After the War, Tom Moody went back to Detroit, reconnected with Rev. Norris, and turned down an offer from Norris to move to Ft. Worth to become a youth minister at the other church which named Norris as pastor, First Baptist Church. Instead, he moved to Lexington, Kentucky, enrolled in the University, and began courting Emma Reita Redden. Before and after their marriage in 1948, they got connected to the influential Ashland Avenue Baptist Church, then the epicenter of what we now call Baptist Fundamentalism in the region.
Clarence Walker was the pastor, for fifty years. He was warm and kind six days a week but on Sunday he was a fiery preacher of the gospel of repentance and holiness (by which he meant separation from anything worldly, wasteful, or liberal). His guest revivalist preached the same, and it was on a Thursday night of one of these two-week campaigns that I walked the aisle and confessed by trust in Jesus as Savior. Pastor Walker baptized me the following Sunday, all the way under and up dripping wet. “Don’t look at the crowd,” I remember him telling me, not quite ten years old, “It will make you nervous.” I am sure there is a scripture reference to that admon2ition.

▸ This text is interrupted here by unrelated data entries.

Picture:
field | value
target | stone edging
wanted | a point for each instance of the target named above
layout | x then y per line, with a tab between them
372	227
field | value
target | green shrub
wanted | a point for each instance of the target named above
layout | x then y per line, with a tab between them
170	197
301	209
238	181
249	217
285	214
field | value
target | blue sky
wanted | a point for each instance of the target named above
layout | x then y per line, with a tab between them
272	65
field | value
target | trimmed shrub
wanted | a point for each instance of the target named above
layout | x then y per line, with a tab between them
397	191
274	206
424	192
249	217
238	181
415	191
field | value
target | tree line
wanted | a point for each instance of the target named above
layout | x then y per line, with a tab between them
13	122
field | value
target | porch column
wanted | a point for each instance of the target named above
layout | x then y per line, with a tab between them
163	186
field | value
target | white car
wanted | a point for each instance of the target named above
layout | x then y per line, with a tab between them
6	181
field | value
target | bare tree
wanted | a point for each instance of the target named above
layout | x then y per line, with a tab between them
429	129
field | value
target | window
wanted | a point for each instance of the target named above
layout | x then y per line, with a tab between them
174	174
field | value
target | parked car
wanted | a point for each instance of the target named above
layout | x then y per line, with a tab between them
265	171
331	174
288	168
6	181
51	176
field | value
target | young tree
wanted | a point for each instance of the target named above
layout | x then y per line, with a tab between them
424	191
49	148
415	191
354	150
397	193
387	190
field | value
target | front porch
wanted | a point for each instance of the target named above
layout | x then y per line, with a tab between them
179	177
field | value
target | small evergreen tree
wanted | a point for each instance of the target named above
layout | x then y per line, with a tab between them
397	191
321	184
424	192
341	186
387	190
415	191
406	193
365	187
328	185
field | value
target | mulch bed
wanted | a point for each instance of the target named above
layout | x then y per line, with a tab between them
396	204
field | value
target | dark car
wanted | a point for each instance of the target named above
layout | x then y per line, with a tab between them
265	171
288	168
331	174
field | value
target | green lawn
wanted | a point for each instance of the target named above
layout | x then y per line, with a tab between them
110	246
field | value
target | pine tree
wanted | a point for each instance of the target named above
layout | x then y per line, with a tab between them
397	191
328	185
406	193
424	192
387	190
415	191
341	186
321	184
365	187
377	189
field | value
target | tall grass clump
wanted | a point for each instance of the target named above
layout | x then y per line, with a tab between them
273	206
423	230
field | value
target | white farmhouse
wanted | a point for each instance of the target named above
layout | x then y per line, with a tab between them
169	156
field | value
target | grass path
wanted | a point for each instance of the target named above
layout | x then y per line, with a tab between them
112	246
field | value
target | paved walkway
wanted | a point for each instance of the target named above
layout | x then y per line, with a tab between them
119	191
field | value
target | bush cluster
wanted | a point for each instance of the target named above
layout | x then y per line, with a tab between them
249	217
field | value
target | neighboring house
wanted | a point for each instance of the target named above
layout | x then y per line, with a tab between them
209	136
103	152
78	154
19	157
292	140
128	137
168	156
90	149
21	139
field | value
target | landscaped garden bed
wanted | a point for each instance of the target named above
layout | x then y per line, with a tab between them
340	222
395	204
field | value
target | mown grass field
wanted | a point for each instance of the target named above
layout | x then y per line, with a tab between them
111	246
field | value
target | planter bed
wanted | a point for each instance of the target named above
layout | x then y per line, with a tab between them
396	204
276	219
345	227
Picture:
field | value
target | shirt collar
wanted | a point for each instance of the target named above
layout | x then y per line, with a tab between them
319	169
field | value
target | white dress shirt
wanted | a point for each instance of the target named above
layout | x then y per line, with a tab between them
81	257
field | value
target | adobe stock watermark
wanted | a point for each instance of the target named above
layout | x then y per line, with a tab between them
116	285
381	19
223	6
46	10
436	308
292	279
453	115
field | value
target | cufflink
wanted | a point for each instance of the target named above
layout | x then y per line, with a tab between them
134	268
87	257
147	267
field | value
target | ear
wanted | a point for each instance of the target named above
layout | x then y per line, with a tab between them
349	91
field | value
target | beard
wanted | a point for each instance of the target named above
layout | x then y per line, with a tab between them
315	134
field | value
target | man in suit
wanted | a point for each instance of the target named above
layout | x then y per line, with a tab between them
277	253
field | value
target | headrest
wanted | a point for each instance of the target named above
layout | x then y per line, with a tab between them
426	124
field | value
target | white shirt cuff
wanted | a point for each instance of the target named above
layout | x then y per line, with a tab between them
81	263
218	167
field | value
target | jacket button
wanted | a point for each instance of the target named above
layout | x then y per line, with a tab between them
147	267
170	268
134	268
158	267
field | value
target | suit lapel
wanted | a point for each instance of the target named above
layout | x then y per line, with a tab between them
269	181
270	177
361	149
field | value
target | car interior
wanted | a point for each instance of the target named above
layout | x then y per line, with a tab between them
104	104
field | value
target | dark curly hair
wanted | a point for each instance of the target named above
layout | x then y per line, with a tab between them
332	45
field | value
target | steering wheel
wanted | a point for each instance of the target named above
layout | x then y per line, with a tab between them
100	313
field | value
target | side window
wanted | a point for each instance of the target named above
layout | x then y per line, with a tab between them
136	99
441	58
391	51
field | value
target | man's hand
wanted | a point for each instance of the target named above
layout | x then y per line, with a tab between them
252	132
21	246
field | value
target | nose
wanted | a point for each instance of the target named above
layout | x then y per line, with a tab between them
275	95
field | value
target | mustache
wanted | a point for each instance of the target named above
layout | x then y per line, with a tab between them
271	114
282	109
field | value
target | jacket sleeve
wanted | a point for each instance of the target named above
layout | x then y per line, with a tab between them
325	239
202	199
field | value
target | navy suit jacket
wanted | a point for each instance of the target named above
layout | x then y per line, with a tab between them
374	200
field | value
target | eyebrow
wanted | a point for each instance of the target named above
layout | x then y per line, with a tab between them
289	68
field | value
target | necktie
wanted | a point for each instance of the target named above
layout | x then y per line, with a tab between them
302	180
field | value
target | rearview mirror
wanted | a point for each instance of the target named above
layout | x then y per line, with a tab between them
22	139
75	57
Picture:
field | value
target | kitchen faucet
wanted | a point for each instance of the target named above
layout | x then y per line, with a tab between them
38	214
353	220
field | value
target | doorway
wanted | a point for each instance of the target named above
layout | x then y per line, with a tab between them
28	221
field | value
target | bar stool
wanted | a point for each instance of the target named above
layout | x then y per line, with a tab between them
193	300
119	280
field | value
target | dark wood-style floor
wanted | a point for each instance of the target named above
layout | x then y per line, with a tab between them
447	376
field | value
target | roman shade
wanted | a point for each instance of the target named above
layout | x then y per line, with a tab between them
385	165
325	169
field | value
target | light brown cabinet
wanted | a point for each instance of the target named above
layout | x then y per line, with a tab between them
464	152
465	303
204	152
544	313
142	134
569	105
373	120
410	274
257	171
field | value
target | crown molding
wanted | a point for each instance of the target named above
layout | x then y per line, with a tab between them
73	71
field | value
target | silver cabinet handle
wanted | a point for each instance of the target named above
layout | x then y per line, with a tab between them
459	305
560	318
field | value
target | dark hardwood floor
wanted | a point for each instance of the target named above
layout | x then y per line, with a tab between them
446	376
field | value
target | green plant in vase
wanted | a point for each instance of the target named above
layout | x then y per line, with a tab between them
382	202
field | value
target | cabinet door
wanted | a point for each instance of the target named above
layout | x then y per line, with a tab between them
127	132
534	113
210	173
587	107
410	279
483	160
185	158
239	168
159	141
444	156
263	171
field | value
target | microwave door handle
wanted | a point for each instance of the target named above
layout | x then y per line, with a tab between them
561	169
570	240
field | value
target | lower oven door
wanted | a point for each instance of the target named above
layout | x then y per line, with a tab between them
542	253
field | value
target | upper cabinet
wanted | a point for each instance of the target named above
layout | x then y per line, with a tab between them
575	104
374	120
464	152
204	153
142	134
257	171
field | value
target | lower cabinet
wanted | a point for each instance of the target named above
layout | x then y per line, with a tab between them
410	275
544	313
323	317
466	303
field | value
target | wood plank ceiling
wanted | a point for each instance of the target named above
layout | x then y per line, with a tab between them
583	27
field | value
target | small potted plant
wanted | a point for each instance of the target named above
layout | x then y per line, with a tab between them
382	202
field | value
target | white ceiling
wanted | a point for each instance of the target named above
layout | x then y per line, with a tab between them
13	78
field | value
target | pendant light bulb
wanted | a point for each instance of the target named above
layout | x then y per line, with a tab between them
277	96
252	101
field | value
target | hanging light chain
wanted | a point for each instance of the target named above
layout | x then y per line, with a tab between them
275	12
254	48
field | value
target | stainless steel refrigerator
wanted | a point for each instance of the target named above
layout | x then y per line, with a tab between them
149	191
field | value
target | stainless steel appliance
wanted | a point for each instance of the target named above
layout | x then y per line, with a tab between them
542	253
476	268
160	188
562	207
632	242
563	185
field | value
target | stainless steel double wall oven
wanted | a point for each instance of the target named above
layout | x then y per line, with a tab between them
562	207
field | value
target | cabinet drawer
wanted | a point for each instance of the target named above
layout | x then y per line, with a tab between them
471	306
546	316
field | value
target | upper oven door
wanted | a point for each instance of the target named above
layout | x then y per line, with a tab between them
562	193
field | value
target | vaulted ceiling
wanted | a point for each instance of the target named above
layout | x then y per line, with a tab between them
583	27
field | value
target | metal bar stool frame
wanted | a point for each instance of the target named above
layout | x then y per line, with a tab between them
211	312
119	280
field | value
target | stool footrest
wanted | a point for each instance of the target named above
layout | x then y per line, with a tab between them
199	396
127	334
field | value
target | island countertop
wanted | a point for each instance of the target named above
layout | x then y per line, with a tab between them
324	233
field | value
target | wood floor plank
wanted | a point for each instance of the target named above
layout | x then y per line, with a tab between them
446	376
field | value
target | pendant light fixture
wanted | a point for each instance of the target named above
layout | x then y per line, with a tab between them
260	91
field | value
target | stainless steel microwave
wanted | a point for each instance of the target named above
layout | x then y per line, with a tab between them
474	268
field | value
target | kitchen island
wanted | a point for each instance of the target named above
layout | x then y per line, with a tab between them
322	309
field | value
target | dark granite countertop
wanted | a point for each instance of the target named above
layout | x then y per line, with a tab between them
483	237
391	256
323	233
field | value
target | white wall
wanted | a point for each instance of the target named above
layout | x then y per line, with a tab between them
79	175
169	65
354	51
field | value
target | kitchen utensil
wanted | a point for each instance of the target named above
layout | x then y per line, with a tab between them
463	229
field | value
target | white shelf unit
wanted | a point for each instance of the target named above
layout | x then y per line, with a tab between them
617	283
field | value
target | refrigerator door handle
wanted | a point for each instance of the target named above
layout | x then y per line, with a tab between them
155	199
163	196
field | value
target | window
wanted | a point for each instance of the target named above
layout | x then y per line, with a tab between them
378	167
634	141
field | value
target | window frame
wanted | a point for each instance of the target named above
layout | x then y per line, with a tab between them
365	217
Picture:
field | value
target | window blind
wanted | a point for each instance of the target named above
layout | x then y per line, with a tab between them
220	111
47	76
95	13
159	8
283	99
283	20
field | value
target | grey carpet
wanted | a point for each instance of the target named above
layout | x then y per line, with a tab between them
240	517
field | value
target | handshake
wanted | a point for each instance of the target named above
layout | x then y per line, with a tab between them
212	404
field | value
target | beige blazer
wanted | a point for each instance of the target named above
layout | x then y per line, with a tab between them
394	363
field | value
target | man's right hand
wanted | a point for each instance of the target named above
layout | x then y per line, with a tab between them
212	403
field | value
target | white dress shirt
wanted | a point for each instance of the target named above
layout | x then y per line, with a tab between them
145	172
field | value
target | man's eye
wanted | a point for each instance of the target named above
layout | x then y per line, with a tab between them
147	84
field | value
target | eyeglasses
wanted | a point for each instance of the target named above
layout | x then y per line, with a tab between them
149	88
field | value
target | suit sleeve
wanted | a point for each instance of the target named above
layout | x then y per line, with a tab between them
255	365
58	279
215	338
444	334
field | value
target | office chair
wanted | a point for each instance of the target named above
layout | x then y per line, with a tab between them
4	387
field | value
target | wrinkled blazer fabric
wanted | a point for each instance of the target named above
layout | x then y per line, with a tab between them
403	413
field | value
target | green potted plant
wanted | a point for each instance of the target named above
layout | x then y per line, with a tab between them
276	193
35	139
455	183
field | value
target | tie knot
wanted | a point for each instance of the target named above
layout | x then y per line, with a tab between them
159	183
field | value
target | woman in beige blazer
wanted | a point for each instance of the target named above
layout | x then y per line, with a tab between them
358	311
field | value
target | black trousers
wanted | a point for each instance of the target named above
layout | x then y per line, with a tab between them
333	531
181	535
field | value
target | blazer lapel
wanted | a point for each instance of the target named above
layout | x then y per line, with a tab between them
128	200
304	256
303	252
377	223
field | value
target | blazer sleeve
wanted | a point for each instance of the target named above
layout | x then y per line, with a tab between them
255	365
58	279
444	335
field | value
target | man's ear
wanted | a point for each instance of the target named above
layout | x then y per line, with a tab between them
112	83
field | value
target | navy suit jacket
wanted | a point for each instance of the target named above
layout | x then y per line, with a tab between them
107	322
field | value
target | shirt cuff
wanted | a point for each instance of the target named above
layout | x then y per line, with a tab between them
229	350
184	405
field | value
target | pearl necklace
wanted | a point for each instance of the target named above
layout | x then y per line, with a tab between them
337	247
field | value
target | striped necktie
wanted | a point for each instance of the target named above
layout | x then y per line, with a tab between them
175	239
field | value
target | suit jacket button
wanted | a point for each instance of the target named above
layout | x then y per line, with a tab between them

Those first ten years were full of Sunday School, Vacation Bible School, and “The Trail of Blood” (a tract about their version of Christian history published at our church). This strident Fundamentalism was a counterbalance to the warm spirituality of my mom and dad, especially as we knelt for prayer each Saturday evening, after which we folded church bulletins and listened to Caywood Ledford call the basketball games of the Kentucky Wildcats.
Months after my baptism in this hotbed of Baptist Fundamentalism, we moved to Murray, where my dad was called to be Educational Director. This was years before he was ordained and promoted to Associate Pastor and also years before I was awarded a diploma from Southern Baptist Theological Seminary and ordained a gospel minister. But the religious culture of First Baptist Church in Murray moderated the attitudes and antics of the Baptist Fundamentalism of my childhood. Hymns replaced gospel songs, Doctor replaced Brother, and education replaced indoctrination.
Then this happened, and it changed the course of my life.
I read the novel, In His Steps. I don’t recall why or who put it in my hands. But I do remember saying privately to the man who came to lead our summer youth Bible study, “I just finished reading the book that asks the question, “What would Jesus do?” That man was Dr. Jim Bergman, dean of students at Georgetown College. How my dad knew who he was and why he invited him halfway across the state to instruct us young people, I do not know and never asked. All I know is that Dr. Bergman showed up with another book in his hand, The Cost of Discipleship.
Bonhoffer was the brilliant Lutheran pastor and scholar from Germany who participated in the resistance to Adolph Hitler in the years prior to the War. He was arrested, incarcerated in Flossenburg concentration camp, and hanged on April 9, 1945. He was 39 years old. It was two weeks before the U. S. Army liberated the camp. This story struck me deeply, and the two books mentioned above were a double-barrel blow to salvation scheme at the heart of my religious history. Here was the dramatic story of the public and social side of following Jesus, and it opened my soul to all that was to come.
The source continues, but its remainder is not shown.